Personne devient un commensal des hommes et s'attache l'amitié de Pelletan, le directeur Royal de la Compagnie du Sénégal chargée de renflouer les caisses de la France avec le commerce de la gomme arabique, de l'ivoire et de l'or. Pelletan est un humaniste qui rêve de mettre fin à l'esclavagisme. Personne devient pour lui un symbole, une sorte de lion apprivoisé et docile qui vit en liberté parmi les autres animaux domestiques et dont s'émeut la bonne société colonialiste de Saint-Louis ainsi que le personnel de cette dernière qui vit dans l'attente effrayée du réveil de la bête.

Puis notre gentil fauve s'embarque, après moult péripéties, pour la France. Il débarque au Havre en mai 1788, flanqué du chien Hercule, à qui une amitié fidèle le relie, traverse à pieds le pays, escorté de Jean Dubois un jeune naturaliste, ancien factotum de Buffon. le jeune scientifique et ses amis à quatre pattes prennent pension à la Ménagerie royale de Versailles et assistent à la lente décomposition de la Monarchie, à la Révolution et à l'avènement d'un nouvel ordre. Avec les autres animaux de Versailles, ils migreront dans la toute nouvelle Ménagerie du Jardin des plantes à Paris où ils finiront tristement leurs jours.
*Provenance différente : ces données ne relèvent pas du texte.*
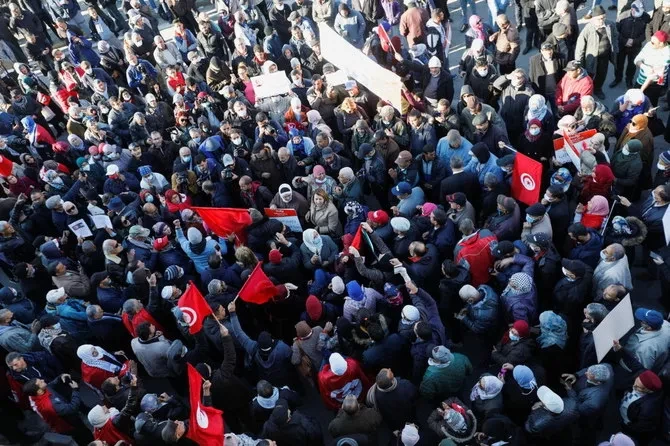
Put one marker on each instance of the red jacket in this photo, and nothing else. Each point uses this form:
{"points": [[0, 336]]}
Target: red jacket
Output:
{"points": [[569, 91], [334, 388], [475, 253], [44, 407], [110, 434]]}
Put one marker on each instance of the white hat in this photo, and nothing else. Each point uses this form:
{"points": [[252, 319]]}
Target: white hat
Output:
{"points": [[54, 296], [552, 402], [338, 364], [112, 169]]}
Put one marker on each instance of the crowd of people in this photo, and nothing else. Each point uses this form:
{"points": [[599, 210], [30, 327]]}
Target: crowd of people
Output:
{"points": [[417, 278]]}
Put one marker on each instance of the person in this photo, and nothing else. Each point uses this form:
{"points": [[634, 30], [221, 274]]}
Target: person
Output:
{"points": [[597, 46]]}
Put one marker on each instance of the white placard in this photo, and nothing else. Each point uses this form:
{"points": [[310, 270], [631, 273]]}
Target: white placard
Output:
{"points": [[80, 229], [101, 221], [273, 84], [382, 82], [615, 326]]}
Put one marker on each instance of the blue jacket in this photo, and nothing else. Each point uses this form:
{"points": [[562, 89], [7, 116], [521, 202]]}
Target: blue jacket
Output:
{"points": [[482, 169], [429, 313], [589, 252], [482, 317], [73, 317], [134, 75], [108, 326], [445, 152], [420, 137], [444, 238], [199, 259]]}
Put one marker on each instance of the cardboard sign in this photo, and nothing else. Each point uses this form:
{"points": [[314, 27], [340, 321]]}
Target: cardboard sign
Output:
{"points": [[289, 217], [615, 326], [273, 84]]}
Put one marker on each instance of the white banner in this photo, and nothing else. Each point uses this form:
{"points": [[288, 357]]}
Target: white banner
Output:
{"points": [[615, 325], [273, 84], [358, 66]]}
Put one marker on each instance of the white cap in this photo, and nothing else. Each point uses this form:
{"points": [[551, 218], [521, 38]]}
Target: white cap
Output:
{"points": [[552, 402], [434, 62], [54, 295], [112, 169]]}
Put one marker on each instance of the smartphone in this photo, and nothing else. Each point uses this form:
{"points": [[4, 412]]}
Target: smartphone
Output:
{"points": [[655, 256]]}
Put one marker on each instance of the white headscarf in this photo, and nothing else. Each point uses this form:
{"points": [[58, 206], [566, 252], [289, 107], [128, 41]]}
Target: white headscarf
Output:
{"points": [[85, 354]]}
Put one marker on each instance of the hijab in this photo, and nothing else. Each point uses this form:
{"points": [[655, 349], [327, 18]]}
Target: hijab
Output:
{"points": [[487, 388], [553, 330], [598, 205], [524, 377], [313, 241]]}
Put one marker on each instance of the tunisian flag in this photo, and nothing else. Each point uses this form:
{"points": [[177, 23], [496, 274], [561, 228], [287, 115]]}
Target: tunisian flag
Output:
{"points": [[205, 423], [194, 307], [225, 221], [258, 289], [526, 179]]}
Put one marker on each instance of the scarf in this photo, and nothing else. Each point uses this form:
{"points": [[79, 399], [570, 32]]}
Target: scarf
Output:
{"points": [[492, 386], [269, 402], [104, 360], [371, 398], [553, 330]]}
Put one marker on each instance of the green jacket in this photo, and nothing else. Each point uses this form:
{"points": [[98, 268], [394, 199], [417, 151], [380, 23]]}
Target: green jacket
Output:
{"points": [[439, 383]]}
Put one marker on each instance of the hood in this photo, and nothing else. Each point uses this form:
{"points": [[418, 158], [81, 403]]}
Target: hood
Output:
{"points": [[481, 152], [466, 89]]}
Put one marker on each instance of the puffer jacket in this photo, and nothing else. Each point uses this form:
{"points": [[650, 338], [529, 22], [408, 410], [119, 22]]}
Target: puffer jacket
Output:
{"points": [[482, 317]]}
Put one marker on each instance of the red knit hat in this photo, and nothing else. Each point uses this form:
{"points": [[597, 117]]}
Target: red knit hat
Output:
{"points": [[522, 328], [314, 308], [651, 380], [275, 256]]}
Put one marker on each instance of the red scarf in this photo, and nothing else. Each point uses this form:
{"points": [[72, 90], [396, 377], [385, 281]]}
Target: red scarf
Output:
{"points": [[44, 407]]}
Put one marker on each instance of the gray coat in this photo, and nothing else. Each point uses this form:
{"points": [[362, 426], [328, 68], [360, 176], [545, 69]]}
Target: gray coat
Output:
{"points": [[587, 45]]}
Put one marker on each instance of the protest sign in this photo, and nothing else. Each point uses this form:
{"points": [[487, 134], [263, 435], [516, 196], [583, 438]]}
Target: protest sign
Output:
{"points": [[272, 84], [615, 325], [382, 82], [80, 229], [287, 216]]}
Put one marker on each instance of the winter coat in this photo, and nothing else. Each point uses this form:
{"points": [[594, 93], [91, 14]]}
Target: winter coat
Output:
{"points": [[441, 382], [513, 352], [482, 316], [586, 50]]}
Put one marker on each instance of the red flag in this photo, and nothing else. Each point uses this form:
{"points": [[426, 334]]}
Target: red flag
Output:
{"points": [[258, 289], [205, 423], [526, 179], [6, 166], [194, 307], [225, 221], [358, 238]]}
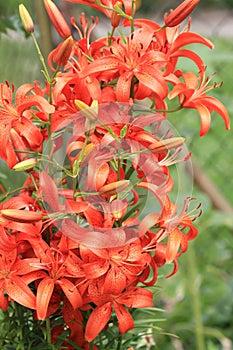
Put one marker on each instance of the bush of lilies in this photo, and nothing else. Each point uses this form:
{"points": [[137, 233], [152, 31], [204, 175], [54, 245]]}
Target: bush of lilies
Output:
{"points": [[86, 234]]}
D'abord honnis par la populace pour qui ce lion représente les privilèges et les caprices royaux, ils deviendront peu à peu une attraction courue ; on s'extasiera devant la douceur du fauve envers son copain canin…
Cette troisième partie du livre m'a semblé la plus chargée de sens : si les humains ont bien du mal à vivre entre eux selon la devise « Liberté, Egalité, Fraternité », Personne et son ami Hercule ont depuis longtemps trouvé la formule des deux dernières assertions. Pour la liberté, on repassera : le récit semble insinuer que l'être humain retombe toujours dans ses travers : Royalistes ou Révolutionnaires sont pétris d'idées préconçues et, pour eux, un lion, quel qu'il soit, ne changera jamais et mérite l'enfermement.
Mais cette ultime partie ne prend du poids qu'au regard des précédentes.
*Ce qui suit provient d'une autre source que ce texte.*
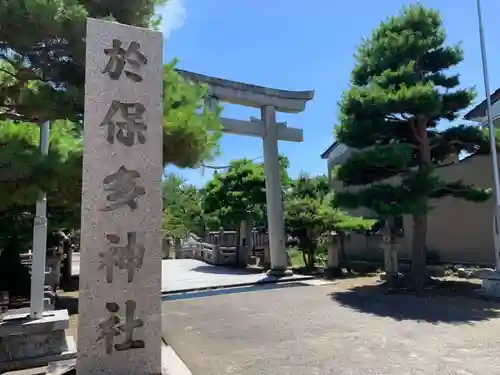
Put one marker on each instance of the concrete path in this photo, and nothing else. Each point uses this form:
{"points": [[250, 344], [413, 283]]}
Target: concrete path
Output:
{"points": [[306, 330], [182, 275]]}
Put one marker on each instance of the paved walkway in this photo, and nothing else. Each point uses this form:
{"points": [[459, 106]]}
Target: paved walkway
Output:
{"points": [[306, 330], [182, 275]]}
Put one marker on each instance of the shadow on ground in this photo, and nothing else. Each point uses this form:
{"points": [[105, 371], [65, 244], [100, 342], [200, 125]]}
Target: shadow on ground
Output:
{"points": [[259, 287], [432, 308]]}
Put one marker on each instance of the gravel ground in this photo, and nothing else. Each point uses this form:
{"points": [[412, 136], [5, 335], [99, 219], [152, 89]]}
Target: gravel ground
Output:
{"points": [[308, 330]]}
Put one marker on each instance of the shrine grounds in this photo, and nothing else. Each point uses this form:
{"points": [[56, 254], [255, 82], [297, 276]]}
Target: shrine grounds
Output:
{"points": [[307, 327], [348, 328]]}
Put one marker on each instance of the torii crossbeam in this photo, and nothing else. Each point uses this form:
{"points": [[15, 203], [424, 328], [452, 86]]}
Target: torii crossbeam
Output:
{"points": [[269, 101]]}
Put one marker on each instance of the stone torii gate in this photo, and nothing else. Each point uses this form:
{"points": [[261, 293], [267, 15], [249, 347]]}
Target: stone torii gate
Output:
{"points": [[269, 101]]}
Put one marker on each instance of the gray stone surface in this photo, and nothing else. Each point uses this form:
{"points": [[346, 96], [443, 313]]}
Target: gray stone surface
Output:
{"points": [[33, 365], [20, 324], [324, 330], [26, 343], [191, 274], [121, 198]]}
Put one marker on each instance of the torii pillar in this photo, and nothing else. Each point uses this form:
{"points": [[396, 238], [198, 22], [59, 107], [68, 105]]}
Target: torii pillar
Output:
{"points": [[269, 101]]}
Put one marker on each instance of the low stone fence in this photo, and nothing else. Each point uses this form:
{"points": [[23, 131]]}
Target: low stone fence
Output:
{"points": [[209, 253]]}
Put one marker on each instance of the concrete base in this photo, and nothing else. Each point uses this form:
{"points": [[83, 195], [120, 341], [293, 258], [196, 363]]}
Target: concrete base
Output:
{"points": [[490, 281], [280, 272], [27, 343]]}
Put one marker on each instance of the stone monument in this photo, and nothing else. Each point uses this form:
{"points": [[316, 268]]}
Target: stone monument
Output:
{"points": [[119, 324], [269, 101]]}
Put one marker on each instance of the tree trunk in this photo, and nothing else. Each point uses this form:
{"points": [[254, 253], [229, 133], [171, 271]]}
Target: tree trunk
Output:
{"points": [[311, 259], [418, 260], [344, 261], [238, 245], [304, 258], [390, 252], [418, 269]]}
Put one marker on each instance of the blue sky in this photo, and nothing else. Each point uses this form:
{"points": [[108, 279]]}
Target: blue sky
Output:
{"points": [[303, 45]]}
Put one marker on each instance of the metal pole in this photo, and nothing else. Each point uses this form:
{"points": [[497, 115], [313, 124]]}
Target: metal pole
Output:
{"points": [[39, 238], [491, 128]]}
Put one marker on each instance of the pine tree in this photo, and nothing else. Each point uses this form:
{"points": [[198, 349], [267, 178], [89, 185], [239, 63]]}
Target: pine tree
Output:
{"points": [[42, 78], [401, 88]]}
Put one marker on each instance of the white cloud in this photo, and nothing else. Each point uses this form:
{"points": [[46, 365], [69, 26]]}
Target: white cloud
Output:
{"points": [[173, 16]]}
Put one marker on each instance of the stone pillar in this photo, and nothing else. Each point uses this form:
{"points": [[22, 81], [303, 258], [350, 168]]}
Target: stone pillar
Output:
{"points": [[119, 323], [274, 194]]}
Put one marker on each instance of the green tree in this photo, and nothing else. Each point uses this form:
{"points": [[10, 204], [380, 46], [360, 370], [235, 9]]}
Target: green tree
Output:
{"points": [[42, 62], [240, 193], [182, 210], [401, 88], [309, 213]]}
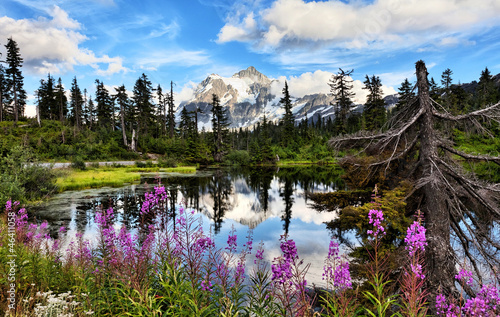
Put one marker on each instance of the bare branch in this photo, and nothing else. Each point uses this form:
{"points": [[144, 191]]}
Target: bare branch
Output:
{"points": [[485, 158], [489, 113]]}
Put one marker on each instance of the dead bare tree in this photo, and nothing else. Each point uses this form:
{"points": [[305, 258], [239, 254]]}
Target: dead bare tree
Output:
{"points": [[461, 212]]}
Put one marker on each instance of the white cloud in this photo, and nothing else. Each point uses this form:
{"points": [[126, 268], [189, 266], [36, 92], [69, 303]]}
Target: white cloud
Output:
{"points": [[239, 31], [317, 82], [178, 57], [171, 30], [53, 45], [186, 93], [380, 25]]}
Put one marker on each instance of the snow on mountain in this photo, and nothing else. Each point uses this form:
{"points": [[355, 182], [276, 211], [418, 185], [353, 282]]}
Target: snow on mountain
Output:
{"points": [[248, 95]]}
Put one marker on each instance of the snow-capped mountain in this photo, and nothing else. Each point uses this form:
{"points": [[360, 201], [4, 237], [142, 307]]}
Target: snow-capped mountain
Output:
{"points": [[248, 95]]}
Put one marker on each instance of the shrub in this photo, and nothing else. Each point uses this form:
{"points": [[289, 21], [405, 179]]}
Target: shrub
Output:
{"points": [[240, 157], [78, 163]]}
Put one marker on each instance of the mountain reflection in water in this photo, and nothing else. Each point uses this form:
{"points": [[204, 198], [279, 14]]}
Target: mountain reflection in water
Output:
{"points": [[270, 201]]}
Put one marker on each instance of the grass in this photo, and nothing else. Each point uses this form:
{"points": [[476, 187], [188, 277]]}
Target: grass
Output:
{"points": [[304, 162], [94, 178], [180, 169], [71, 179]]}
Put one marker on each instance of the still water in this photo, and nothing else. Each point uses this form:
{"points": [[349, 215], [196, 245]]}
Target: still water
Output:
{"points": [[269, 201]]}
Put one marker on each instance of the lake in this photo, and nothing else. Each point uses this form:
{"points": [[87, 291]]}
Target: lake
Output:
{"points": [[269, 201]]}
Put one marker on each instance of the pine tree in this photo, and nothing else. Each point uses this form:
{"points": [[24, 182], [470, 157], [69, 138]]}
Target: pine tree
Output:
{"points": [[104, 106], [374, 112], [220, 130], [288, 120], [90, 110], [266, 152], [341, 89], [186, 123], [171, 113], [76, 102], [162, 105], [61, 101], [123, 102], [143, 100], [47, 98], [3, 92], [487, 94], [15, 80]]}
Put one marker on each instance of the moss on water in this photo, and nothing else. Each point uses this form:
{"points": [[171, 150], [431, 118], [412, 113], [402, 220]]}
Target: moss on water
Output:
{"points": [[108, 176]]}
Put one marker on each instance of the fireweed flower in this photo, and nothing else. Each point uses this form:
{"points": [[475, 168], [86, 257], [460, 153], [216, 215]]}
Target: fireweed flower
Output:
{"points": [[465, 276], [415, 238], [445, 309], [336, 271], [282, 268], [375, 218]]}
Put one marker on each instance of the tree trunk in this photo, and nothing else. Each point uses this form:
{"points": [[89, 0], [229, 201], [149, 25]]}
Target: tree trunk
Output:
{"points": [[122, 119], [1, 106], [133, 144], [439, 259], [16, 115]]}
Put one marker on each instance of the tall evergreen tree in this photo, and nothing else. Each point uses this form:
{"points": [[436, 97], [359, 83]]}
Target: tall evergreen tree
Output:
{"points": [[3, 92], [61, 101], [76, 102], [487, 93], [288, 120], [266, 152], [47, 104], [341, 89], [171, 113], [123, 102], [143, 100], [15, 79], [104, 106], [162, 105], [374, 112], [186, 124], [220, 130]]}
A travers le destin d'un lion, Stéphane Audeguy dresse le portrait d'hommes confrontés à leurs rêves, à leurs instincts et à leurs limites. D'hommes enchaînés à leur propre histoire et à la grande histoire.
Le lion est ici un fil directeur, chacune des grandes parties relatant les ambitions inachevées de trois personnalités : le jeune Yacine, Pelletan et Dubois et des prisons sociales de leur époque.
C'est une idée originale et déstabilisante que l'auteur a eu de faire mourir ainsi ses protagonistes humains au fil des chapitres. Personne assiste impuissant à la disparition de ses protecteurs sans jamais prendre la parole.

C'est donc un récit étrange, un peu haché, mais non dénué d'intérêt. L'histoire du lion Personne nous est bel et bien raconté mais le texte recrée surtout un temps.
La description du Sénégal du dix-huitième siècle m'a envoûté. Cette vision de l'Afrique rêvée, encore à moitié-« civilisée » ainsi que l'écriture m'ont régalé et m'ont permis de pénétrer ce livre peu commun. Puis la description de Versailles et de la Ménagerie du Jardin des plantes m'ont aussi beaucoup captivé. J'ai apprécié d'entrer ainsi dans l'histoire de France par la petite porte.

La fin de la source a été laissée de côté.